Ma anche tutta questa ipotesi di un rilancio lascia il tempo che trova.

Dal momento che i costi non sono annullati dal Governo, ma semplicemente compensati in via eventuale, con la cessione pro solvendo, un condomino potrebbe anche domandare l’applicazione dell’art. 1121 comma 2 del codice civile, facendo valere il diritto a non farsi carico, pro quota, di costi di un eventuale intervento.

In tal modo, gli altri condomini, favorevoli, sapendo di dover sostenere tutto il peso economico dell’intervento, probabilmente rinuncerebbero. Non certo un incentivo a sviluppare questo tipo di opere.

Reddito di cittadinanza e navigator

L’intervento di Conte in aula: reddito di cittadinanza e navigator.

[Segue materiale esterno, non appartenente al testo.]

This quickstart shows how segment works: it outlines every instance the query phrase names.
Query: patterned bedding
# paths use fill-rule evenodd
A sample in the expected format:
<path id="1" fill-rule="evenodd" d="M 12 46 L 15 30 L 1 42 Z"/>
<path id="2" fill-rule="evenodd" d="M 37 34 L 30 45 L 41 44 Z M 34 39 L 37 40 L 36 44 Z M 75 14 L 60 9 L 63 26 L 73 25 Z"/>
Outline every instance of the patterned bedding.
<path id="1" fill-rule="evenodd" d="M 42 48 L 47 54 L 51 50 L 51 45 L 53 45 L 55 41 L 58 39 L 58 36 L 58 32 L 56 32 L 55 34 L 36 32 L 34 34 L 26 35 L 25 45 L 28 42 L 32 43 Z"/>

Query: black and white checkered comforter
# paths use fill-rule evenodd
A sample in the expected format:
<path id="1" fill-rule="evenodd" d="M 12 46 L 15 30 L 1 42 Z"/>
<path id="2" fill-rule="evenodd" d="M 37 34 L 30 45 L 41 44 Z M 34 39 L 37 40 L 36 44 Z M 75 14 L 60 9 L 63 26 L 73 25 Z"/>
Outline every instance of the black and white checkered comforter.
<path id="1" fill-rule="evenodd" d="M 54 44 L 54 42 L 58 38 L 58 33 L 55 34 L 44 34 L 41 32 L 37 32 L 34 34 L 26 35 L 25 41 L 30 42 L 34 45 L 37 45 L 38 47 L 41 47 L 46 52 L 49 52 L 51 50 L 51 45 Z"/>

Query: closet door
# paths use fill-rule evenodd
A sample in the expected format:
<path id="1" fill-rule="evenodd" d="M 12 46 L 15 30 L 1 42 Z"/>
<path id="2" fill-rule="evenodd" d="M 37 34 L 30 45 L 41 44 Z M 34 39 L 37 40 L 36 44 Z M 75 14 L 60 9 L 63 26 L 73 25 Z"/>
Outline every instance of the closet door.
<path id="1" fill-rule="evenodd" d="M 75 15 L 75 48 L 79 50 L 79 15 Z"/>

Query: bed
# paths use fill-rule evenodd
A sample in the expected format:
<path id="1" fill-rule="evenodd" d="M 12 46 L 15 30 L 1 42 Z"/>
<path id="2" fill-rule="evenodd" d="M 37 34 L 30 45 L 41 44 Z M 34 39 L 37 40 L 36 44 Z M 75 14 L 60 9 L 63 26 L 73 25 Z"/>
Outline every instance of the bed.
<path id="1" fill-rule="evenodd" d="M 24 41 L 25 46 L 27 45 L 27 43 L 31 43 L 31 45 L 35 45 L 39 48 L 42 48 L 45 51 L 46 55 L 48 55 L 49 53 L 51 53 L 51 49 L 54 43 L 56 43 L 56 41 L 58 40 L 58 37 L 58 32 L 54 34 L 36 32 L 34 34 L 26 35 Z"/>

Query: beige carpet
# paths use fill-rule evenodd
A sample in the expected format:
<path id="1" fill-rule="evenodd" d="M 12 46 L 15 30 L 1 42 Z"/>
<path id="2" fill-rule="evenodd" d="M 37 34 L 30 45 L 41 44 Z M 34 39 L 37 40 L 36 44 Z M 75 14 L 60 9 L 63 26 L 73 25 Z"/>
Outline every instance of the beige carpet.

Un altro provvedimento, questa volta riconducibile al primo Governo Conte, che ha dimostrato di essere solo in grado di far buttare soldi dalla finestra, è il reddito di cittadinanza.

Ha forse risolto il problema della povertà?

Non pare.

Ha almeno contribuito a dare lavoro stabile alla cosiddetta figura del navigator?

Neppure.

Infatti è evidente che, non riuscendo il navigator a trovare lavoro per il percettore del reddito, a sua volta diviene inutile anche la relativa funzione.

Insomma, potremmo dire all’insegna dell’abbiamo scherzato.

Una società più inclusiva?

Conte ha parlato anche dell’obiettivo di una società più inclusiva.

Mi domando: come quella che consente a determinate categorie di usufruire di trattamenti giuridici di vantaggio rispetto al resto dei cittadini?

Penso in particolare alla categoria dei magistrati, che non soggiacciono alle stesse norme, in materia di responsabilità civile, che invece si applicano al comune cittadino.

Perché Conte non ci dice se intende abolire quel vero e proprio obbrobrio che sono le norme sulla responsabilità civile dei magistrati?

A quanto pare, non si intende certo agire in tal senso.

Conclusioni

L’intervento di Conte in aula ha certo elencato una lunga serie di provvedimenti realizzati.

Ma non basta un Governo in carica per risolvere i problemi.

E neppure una miriade di provvedimenti, passati o futuri.

Dipende dagli effetti che questi provvedimenti producono.

Di qui, come dicevo, una lunga elencazione di provvedimenti, ma quanto ai relativi risultati, non a caso, Conte ha decisamente sorvolato, per usare un eufemismo.

Oggi vedremo se otterrà la fiducia nel voto decisivo al Senato.

Appunto. Risolutivo per la sopravvivenza del Governo, non certo per trovare una soluzione effettiva dei problemi italiani.